# Who is your all-time favorite Mav ?



## croco (Feb 14, 2005)

And why ?


----------



## sasaint (Jun 28, 2005)

Rolando Blackman, easily. He had great individual talent and a team-first mentality. He had great all-around skills on both ends of the court, and he hustled non-stop. He is still overlooked and underrated around the league and by current Mavs fans.

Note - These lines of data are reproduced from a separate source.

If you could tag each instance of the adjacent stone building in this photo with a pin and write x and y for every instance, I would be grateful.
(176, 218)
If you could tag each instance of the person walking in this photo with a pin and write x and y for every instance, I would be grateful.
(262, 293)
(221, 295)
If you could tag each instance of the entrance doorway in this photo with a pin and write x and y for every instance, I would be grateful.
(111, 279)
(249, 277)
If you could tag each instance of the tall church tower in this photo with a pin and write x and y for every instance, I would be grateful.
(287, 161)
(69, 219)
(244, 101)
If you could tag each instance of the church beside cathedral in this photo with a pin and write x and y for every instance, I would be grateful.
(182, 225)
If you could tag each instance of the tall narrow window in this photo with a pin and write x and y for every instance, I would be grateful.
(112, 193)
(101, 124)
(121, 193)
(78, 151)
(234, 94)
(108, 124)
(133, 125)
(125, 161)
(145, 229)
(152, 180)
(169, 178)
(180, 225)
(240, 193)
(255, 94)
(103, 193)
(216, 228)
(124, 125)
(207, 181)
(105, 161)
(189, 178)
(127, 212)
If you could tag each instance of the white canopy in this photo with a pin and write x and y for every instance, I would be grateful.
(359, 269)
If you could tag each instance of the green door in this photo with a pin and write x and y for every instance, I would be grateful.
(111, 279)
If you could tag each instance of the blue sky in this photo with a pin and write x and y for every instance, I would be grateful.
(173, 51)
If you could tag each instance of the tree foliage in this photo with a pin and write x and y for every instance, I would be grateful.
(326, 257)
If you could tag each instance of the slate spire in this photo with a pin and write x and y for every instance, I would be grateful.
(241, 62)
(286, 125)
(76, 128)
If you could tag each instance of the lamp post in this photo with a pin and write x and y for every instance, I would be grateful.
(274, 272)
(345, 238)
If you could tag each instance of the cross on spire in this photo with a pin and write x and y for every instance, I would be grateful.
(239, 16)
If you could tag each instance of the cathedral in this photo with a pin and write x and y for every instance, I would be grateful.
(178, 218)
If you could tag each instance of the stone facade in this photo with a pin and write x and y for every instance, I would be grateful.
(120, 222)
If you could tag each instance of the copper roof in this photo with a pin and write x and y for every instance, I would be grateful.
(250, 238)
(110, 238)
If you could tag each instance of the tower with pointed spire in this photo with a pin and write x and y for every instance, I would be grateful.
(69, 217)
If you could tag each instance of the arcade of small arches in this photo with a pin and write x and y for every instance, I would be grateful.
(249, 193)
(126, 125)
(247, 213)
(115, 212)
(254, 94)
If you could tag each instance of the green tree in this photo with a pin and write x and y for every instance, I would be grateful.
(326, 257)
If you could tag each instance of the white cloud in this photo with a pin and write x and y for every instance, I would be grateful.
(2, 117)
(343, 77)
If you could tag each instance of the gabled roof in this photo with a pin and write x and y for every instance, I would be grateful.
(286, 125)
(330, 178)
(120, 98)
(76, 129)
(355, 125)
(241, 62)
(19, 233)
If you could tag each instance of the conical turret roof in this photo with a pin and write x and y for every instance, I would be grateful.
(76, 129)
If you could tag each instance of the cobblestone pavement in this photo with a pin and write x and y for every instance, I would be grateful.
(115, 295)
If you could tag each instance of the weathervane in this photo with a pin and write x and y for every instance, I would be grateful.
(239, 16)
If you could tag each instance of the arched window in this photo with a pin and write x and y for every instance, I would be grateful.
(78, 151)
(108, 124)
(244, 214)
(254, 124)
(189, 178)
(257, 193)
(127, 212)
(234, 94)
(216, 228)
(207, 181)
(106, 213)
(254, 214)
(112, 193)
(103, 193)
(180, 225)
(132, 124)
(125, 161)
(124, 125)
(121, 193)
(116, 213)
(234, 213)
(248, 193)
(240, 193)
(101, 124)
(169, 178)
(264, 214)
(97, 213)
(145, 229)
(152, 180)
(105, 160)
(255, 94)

Here's to Ro!


----------



## Stinger (Jun 10, 2003)

Popeye Jones.











That's why.


----------



## xray (Feb 21, 2005)

Led the NBA in total points scored between the six year period '82-'87. Had the flash and style, while Ro Blackman was his partner in crime.

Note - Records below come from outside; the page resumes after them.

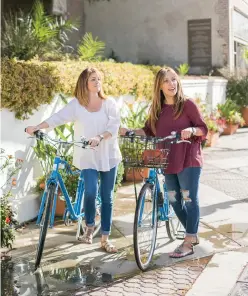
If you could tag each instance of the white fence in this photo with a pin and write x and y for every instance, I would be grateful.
(25, 200)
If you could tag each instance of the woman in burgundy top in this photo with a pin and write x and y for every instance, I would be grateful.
(171, 111)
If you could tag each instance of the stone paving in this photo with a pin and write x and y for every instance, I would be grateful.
(241, 287)
(70, 268)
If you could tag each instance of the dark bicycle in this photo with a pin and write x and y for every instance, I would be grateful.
(153, 205)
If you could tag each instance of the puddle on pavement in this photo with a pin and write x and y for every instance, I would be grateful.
(226, 234)
(18, 279)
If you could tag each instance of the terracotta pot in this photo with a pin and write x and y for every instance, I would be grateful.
(42, 186)
(230, 129)
(212, 139)
(60, 205)
(139, 174)
(244, 112)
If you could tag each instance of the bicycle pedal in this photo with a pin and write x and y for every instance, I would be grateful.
(160, 199)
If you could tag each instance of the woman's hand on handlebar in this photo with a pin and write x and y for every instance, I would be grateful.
(31, 129)
(95, 141)
(123, 131)
(186, 133)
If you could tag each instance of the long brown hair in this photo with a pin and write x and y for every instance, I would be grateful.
(159, 98)
(81, 89)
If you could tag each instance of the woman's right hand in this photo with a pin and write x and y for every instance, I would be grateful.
(31, 129)
(123, 131)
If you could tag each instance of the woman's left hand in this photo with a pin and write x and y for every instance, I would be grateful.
(186, 133)
(95, 141)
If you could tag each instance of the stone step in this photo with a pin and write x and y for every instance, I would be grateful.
(220, 275)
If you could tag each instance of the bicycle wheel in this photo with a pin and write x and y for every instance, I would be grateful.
(173, 225)
(97, 219)
(145, 226)
(44, 224)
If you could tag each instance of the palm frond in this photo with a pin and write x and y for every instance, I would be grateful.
(90, 48)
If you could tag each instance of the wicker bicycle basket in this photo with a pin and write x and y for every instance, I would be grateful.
(141, 151)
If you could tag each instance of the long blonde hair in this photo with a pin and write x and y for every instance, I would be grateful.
(159, 98)
(81, 89)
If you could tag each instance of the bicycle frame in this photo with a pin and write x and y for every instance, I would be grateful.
(164, 210)
(56, 178)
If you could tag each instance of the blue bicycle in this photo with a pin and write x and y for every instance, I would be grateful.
(153, 205)
(74, 211)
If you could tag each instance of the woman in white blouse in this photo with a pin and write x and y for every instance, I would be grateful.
(97, 119)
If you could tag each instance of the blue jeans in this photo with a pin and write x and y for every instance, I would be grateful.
(107, 183)
(183, 195)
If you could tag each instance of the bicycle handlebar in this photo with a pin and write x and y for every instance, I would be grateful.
(40, 136)
(174, 137)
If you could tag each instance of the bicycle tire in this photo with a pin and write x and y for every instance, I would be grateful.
(44, 224)
(172, 231)
(141, 264)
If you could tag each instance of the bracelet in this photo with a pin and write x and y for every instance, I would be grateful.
(101, 137)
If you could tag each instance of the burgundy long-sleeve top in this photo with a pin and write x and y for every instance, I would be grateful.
(181, 155)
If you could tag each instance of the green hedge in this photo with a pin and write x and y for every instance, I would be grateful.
(27, 85)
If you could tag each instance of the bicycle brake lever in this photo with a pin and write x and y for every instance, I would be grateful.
(183, 141)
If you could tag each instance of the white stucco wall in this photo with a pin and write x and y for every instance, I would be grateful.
(240, 6)
(211, 90)
(15, 142)
(154, 31)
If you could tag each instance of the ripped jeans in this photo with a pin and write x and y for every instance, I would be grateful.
(183, 195)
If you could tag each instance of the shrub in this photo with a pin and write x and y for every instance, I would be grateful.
(9, 168)
(183, 69)
(237, 90)
(28, 85)
(27, 35)
(90, 49)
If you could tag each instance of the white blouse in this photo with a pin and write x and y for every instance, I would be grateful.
(90, 124)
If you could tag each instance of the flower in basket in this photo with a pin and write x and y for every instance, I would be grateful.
(235, 117)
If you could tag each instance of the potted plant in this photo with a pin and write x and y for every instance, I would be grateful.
(133, 116)
(229, 111)
(237, 90)
(9, 169)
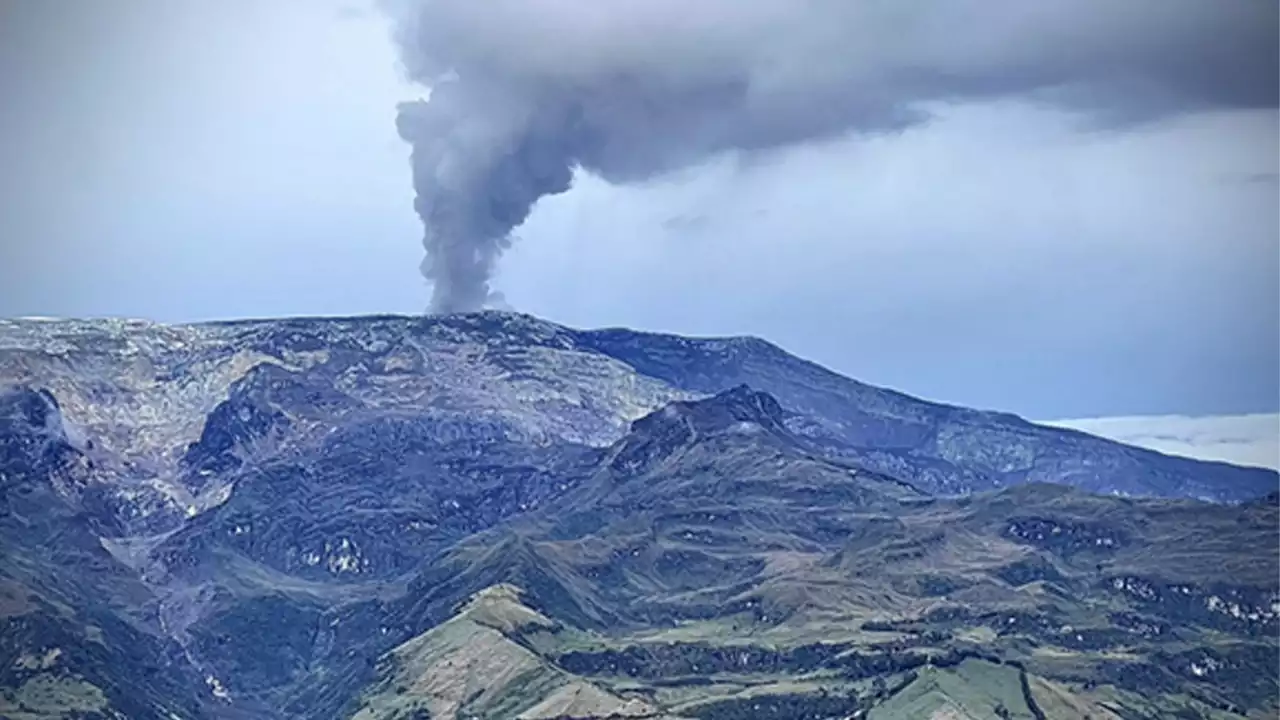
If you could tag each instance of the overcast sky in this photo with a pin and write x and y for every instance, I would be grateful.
(184, 160)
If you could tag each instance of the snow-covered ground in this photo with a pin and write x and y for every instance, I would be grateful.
(1240, 440)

Should've never traded him for Adrian Dantley.


----------



## LionOfJudah (May 27, 2003)

Roy "I be on it all day... I be on it all night..." Tarpley










Cocain is a hell of a drug... that'll ruin your NBA career.

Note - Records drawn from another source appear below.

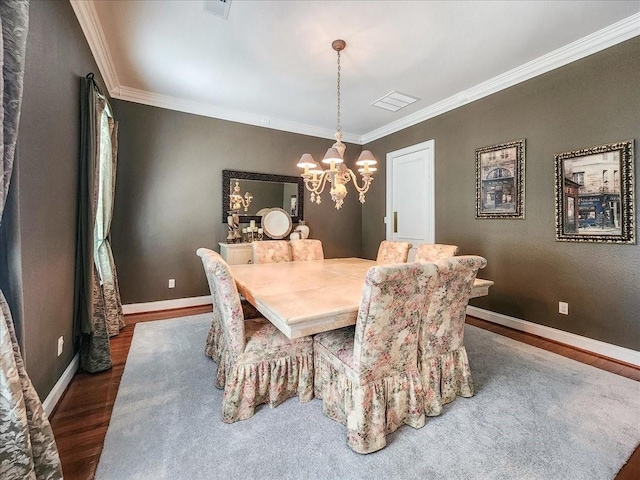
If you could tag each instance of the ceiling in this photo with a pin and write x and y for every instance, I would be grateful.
(270, 63)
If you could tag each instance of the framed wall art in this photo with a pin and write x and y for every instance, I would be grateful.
(500, 180)
(595, 194)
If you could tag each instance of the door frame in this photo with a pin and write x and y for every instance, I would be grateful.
(430, 147)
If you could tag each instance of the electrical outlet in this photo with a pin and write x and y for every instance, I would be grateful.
(563, 308)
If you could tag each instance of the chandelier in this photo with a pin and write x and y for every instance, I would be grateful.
(237, 201)
(337, 175)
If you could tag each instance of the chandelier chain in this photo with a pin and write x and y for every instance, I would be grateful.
(338, 126)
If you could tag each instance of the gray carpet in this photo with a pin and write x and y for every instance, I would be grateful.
(535, 415)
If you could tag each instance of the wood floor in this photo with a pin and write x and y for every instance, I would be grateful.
(82, 416)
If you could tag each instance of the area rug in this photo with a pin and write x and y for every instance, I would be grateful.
(535, 415)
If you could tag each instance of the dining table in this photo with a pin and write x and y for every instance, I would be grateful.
(304, 298)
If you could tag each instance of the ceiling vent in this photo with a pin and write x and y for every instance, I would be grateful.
(394, 101)
(220, 8)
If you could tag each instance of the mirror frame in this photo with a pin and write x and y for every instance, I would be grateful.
(227, 175)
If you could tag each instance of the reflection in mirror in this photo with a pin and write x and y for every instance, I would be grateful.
(266, 191)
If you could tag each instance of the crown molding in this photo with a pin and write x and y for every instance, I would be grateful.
(605, 38)
(88, 18)
(209, 110)
(90, 23)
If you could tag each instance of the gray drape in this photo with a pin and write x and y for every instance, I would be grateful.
(103, 256)
(27, 447)
(98, 309)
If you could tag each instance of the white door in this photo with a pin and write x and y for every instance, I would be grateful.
(411, 195)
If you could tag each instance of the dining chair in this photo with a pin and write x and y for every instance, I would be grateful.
(442, 356)
(215, 343)
(393, 252)
(367, 376)
(430, 252)
(258, 364)
(271, 251)
(306, 250)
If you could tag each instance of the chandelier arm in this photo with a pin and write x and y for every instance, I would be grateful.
(319, 188)
(366, 181)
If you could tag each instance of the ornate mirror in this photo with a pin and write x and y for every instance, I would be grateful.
(265, 191)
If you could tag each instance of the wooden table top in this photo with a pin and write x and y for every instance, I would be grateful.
(303, 298)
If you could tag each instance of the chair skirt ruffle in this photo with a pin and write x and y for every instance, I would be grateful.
(271, 379)
(369, 411)
(443, 378)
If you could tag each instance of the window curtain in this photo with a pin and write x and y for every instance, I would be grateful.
(98, 308)
(27, 446)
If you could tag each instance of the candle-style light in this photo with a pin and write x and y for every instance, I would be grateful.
(237, 201)
(337, 175)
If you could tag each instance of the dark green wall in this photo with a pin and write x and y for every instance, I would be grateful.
(48, 144)
(169, 194)
(590, 102)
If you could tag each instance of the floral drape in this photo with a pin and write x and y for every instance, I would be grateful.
(27, 446)
(98, 310)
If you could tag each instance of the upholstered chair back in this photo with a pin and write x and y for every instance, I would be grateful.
(430, 252)
(393, 252)
(226, 300)
(442, 330)
(271, 251)
(306, 250)
(394, 300)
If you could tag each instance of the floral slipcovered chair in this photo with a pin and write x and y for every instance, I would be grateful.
(306, 250)
(271, 251)
(367, 376)
(393, 252)
(430, 252)
(214, 341)
(259, 364)
(442, 357)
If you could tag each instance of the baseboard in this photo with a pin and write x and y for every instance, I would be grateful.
(166, 304)
(61, 385)
(615, 352)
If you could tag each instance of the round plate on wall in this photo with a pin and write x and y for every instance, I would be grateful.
(276, 223)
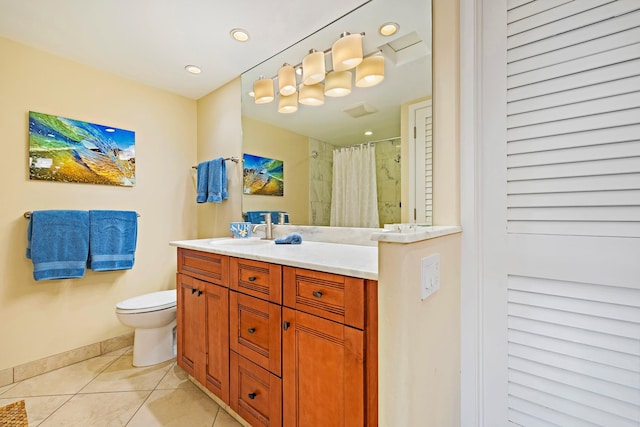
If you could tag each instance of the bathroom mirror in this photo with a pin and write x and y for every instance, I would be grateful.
(304, 140)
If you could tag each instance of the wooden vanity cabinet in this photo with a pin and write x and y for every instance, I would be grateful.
(203, 319)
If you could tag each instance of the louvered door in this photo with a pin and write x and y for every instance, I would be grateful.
(563, 161)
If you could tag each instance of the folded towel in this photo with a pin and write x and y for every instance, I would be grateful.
(217, 184)
(112, 240)
(58, 243)
(203, 182)
(289, 239)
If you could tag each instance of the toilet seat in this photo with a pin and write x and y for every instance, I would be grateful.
(153, 301)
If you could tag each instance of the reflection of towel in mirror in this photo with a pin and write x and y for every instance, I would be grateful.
(217, 183)
(289, 239)
(58, 243)
(203, 182)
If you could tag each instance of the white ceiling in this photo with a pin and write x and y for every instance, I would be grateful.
(151, 41)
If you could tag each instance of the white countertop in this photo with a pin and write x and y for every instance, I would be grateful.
(410, 233)
(337, 258)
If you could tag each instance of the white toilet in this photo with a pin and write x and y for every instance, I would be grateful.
(154, 318)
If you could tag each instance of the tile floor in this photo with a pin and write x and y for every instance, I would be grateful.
(108, 391)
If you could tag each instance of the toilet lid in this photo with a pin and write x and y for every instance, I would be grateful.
(156, 300)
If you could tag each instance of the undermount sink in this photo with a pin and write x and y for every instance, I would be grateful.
(251, 241)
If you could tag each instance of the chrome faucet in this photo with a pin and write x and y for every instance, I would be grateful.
(268, 226)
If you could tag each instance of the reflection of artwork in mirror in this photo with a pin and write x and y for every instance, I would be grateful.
(69, 150)
(262, 176)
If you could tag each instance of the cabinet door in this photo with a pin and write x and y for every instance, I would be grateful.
(323, 372)
(217, 340)
(190, 315)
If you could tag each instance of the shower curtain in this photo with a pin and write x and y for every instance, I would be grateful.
(354, 201)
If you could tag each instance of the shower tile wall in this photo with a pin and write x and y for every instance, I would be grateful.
(388, 177)
(320, 181)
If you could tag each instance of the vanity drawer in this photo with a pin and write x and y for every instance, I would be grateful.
(206, 266)
(255, 331)
(256, 278)
(331, 296)
(256, 394)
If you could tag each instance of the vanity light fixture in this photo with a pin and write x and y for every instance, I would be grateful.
(286, 80)
(193, 69)
(263, 91)
(370, 71)
(311, 94)
(313, 68)
(346, 52)
(239, 34)
(388, 29)
(337, 83)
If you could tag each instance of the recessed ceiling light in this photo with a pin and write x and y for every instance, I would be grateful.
(239, 34)
(193, 69)
(389, 29)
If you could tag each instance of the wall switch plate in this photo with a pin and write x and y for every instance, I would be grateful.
(430, 277)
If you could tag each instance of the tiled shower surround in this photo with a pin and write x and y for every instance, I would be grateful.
(321, 179)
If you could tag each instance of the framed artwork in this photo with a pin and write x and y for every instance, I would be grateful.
(262, 176)
(68, 150)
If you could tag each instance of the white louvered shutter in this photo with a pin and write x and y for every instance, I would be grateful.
(572, 242)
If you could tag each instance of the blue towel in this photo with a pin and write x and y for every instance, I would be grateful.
(58, 244)
(217, 185)
(203, 182)
(112, 240)
(289, 239)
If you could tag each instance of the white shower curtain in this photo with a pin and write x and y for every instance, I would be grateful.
(354, 201)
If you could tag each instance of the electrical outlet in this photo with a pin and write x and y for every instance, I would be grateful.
(430, 277)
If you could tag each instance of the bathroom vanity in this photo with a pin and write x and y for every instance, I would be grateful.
(281, 334)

But seriously... I'm more of a Josh Howard type myself. I wasn't around to catch much of Blackman's career since he was drafted before I was born.


----------



## xray (Feb 21, 2005)

Roy was a hell of a talent. I remember Sam Perkins and him battling Akeem in some great matchups.


----------



## Deke (Jul 27, 2005)

Dennis rodman. never should have retired. i bet he could still get 7 rebounds per game even today off the bench.


----------



## billfindlay10 (Jan 24, 2003)

Ro Blackman.....Prototypical 2 guard who could fill it up!


----------



## iversonfan 349 (Oct 15, 2006)

Dirk, I just love his shot.


----------



## edwardcyh (Dec 13, 2005)

Tarp


----------



## croco (Feb 14, 2005)

edwardcyh said:


> Tarp


After your reference a couple of weeks ago I'm not surprised :raised_ey


----------



## southeasy (Jun 11, 2003)

Josh Howard, because he's the only reason i watch any mavericks game.. before that the only mavericks games i saw was when Jamison & Walker played in the D.


----------



## xray (Feb 21, 2005)

If you guys can imagine the Lakers and Celtics dynasties of the '80s, and how our little Mavericks rose to challenge them you would've been impressed...

...and brokenhearted - some things never change. :biggrin:


----------



## Dornado (May 26, 2003)

not a mavs fan, but I always cheered for them when they had Jamal Mashburn... and I've known Devin Harris for a long time, so I'll say those two...


----------